Auch die "Aktion T4", wie die Nazis die Euthanasie bemäntelten, bringt Aly nun in einen Zusammenhang mit dem Holocaust. Aus seiner Sicht war sie ein Vorspiel für den Genozid: "Weil die Deutschen den Mord an den eigenen Volksgenossen hinnahmen, gewannen die Politiker die Zuversicht, sie könnten noch größere Verberechen ohne bedeutenden Widerspruch begehen."

Diesen Ermordeten gibt Aly nun eine Stimme.
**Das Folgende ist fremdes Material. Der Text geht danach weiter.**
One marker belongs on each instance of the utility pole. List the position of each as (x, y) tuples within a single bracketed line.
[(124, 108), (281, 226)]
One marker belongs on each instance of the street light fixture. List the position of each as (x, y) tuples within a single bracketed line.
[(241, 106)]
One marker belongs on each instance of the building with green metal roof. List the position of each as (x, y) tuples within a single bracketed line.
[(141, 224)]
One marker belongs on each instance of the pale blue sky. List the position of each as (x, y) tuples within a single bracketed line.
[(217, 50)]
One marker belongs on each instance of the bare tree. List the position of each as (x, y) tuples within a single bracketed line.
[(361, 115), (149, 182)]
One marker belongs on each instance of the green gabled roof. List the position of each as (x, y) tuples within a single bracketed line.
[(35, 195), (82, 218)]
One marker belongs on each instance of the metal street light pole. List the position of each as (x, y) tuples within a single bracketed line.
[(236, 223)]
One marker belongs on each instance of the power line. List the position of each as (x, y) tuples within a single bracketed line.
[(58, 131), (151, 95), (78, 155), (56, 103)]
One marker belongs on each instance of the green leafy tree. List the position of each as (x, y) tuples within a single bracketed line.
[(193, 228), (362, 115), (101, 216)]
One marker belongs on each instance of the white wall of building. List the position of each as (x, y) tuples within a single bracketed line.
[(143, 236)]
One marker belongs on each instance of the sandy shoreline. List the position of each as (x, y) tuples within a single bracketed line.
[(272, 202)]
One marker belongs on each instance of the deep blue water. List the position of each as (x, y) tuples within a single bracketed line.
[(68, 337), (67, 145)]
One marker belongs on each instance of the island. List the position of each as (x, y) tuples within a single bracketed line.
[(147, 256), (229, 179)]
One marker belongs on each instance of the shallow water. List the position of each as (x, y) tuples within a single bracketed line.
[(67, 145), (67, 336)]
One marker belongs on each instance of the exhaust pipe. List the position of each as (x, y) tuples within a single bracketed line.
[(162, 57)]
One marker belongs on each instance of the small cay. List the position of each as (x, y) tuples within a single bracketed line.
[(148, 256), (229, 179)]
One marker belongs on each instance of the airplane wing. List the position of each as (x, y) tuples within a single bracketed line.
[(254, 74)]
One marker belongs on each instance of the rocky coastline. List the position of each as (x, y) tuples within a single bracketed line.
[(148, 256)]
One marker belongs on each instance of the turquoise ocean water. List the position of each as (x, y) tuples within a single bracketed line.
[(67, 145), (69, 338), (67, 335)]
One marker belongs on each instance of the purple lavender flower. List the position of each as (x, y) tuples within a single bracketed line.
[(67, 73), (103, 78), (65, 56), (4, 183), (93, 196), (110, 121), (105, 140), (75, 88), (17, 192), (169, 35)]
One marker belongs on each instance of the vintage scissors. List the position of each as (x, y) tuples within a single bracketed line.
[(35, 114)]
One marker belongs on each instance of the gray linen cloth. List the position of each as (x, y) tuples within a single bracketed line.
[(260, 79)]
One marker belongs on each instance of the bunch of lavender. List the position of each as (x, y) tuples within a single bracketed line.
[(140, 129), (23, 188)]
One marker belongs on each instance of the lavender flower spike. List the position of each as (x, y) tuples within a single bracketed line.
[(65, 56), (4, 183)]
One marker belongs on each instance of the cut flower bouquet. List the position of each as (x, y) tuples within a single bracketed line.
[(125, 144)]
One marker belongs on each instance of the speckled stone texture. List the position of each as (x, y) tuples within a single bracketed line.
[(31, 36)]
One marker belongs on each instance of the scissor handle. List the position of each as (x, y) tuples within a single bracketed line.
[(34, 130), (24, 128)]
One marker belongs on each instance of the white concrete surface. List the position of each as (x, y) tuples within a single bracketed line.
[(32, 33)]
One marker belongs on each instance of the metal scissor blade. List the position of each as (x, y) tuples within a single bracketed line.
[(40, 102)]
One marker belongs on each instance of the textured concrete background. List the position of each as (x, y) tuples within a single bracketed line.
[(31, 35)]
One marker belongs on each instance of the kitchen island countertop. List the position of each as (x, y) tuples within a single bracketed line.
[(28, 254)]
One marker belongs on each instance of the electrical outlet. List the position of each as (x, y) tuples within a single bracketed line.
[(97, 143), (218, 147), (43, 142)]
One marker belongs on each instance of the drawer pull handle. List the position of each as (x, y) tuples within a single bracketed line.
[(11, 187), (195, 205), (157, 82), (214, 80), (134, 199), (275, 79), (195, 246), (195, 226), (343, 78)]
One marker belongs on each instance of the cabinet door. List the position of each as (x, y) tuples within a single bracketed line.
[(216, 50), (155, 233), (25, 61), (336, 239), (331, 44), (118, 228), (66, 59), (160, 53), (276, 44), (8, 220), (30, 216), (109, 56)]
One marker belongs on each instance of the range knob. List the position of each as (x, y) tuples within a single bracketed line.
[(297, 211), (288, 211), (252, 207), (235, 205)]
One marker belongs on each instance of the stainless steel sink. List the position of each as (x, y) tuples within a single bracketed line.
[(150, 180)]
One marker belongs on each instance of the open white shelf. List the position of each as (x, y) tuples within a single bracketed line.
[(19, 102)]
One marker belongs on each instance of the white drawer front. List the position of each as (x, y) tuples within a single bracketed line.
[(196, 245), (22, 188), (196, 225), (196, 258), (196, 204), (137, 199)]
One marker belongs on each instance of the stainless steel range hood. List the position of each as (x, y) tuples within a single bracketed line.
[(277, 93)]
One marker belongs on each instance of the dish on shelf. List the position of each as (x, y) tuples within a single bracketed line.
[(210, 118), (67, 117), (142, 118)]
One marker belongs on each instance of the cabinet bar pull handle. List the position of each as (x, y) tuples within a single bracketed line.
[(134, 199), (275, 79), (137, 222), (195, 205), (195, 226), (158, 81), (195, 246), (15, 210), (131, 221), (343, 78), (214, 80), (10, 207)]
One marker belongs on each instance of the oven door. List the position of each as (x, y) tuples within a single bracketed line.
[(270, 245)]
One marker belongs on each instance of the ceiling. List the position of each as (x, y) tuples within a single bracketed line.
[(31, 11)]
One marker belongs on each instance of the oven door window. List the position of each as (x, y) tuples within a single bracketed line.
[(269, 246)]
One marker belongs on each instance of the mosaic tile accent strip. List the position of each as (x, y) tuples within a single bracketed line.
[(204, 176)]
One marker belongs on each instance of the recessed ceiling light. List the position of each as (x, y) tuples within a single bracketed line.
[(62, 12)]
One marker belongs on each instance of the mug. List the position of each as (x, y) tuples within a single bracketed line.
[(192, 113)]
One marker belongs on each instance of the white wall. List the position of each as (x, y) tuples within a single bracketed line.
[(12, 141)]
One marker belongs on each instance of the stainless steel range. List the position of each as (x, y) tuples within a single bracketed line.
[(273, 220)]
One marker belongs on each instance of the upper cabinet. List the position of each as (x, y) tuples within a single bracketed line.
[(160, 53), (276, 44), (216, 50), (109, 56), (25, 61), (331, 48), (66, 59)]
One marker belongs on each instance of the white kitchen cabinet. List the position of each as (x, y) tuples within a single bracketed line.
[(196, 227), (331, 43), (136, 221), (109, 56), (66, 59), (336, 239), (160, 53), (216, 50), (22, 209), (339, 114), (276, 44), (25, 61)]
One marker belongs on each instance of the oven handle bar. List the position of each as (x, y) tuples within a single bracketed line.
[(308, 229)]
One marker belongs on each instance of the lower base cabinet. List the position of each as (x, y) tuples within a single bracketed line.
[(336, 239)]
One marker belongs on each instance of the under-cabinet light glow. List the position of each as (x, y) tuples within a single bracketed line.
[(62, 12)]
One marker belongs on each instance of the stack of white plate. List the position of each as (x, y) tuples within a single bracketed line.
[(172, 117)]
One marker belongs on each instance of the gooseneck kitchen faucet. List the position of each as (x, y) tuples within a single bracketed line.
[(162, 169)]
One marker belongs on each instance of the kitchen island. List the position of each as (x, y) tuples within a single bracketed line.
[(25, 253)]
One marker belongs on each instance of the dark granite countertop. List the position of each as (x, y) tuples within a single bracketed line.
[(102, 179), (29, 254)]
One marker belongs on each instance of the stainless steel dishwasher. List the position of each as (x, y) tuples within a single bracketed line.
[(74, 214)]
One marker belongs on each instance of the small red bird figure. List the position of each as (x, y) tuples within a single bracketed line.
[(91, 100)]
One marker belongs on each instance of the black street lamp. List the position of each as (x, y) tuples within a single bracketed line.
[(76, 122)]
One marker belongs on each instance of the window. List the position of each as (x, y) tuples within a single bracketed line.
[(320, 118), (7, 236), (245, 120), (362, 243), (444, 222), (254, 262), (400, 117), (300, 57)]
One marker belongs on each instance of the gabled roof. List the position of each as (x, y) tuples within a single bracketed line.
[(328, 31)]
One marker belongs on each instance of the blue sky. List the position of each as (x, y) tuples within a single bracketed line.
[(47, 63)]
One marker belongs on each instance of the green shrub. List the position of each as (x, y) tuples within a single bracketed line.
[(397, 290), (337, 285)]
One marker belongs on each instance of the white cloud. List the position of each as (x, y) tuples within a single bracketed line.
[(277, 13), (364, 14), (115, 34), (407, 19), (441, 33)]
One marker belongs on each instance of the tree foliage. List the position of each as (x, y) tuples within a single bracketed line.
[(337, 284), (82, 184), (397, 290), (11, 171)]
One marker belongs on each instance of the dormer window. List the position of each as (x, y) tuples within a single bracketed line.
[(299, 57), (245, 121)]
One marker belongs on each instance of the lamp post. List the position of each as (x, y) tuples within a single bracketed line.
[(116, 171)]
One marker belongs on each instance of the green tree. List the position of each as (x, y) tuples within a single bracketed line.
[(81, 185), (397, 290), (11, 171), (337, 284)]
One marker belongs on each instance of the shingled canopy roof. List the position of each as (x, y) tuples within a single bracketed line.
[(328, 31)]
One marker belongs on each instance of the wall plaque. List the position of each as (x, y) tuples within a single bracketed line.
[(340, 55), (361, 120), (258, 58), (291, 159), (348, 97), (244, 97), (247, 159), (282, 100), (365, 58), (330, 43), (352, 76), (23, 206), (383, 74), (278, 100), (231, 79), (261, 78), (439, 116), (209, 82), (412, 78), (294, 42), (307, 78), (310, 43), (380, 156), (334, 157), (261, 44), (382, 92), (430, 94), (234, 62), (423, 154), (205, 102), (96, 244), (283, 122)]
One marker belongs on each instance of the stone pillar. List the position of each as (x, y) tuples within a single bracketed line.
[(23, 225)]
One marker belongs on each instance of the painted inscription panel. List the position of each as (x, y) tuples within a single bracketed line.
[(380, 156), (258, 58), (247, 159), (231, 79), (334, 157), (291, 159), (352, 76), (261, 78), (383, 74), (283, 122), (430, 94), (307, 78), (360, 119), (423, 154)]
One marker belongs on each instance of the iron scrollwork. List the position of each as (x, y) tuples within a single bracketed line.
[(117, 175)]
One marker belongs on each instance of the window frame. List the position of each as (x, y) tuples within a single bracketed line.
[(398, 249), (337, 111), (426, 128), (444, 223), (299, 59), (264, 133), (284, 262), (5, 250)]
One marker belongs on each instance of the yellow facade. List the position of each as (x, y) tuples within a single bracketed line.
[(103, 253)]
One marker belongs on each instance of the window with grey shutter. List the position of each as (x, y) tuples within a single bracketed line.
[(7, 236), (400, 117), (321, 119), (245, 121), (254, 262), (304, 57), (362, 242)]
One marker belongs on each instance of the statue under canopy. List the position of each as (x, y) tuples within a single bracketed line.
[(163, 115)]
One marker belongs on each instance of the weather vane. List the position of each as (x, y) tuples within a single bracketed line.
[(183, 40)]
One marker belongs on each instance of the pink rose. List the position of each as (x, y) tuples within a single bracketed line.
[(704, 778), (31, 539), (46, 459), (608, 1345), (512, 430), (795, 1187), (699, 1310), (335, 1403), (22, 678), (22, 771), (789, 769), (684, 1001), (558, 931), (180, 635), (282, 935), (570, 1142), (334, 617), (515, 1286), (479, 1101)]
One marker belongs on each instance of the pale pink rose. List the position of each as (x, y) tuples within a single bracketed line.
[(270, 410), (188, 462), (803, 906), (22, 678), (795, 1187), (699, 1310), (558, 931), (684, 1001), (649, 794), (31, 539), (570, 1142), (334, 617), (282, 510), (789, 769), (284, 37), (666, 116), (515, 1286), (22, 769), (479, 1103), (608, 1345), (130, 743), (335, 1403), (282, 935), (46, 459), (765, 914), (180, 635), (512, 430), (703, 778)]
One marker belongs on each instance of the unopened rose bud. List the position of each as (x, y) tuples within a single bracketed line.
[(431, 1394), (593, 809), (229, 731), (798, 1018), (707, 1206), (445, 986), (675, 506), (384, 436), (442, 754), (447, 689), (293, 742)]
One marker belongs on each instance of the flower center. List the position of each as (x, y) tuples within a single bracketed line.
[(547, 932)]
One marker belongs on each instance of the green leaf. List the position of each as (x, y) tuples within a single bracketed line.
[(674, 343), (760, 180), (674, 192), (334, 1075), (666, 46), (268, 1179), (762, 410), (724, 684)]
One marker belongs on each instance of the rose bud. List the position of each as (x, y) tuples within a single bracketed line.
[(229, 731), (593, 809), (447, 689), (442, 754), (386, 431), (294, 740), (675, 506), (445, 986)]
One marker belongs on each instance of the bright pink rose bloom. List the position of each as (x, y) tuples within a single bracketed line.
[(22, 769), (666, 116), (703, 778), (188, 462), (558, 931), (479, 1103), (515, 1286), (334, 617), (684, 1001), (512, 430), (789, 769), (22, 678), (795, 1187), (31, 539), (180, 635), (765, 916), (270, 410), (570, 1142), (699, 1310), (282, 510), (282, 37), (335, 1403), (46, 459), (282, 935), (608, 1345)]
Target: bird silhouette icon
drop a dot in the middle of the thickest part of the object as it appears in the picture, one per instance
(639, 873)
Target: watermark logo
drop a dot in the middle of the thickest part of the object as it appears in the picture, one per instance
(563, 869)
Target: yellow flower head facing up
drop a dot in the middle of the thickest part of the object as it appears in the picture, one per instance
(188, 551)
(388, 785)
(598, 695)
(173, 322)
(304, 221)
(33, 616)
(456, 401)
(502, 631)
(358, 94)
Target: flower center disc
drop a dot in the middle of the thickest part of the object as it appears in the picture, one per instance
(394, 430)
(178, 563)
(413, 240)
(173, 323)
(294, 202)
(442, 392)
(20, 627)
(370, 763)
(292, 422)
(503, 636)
Der 65-Jährige berichtet in "Die Belasteten" über die Schicksale von pflegebedürftigen Menschen und erklärt die Todesmaschinerie der "Aktion T4". Gleichzeitig kritisiert er die "verklemmte Diskretion" , mit der Familienangehörige der Opfer das Geschehen betrachteten und mit der noch heute die Aufarbeitung dieses Kapitels behandelt wird.

Nur der Bischof sprach von Mord

Nur wenige der Angehörigen legten Protest gegen die Abtransporte ein. Die meisten gaben sich damit zufrieden, dass der Patient an einer natürlichen Todesursache gestorben war. Einzig der Münsteraner Bischof Clemens August Graf von Galen sprach von Mord. Trotzdem er seinen Protest offenlegte, wurde er jedoch vom Regime verschont. Was die vielen Morde, die die Zahl 200.000 übersteigen, aber nicht verhindern konnte.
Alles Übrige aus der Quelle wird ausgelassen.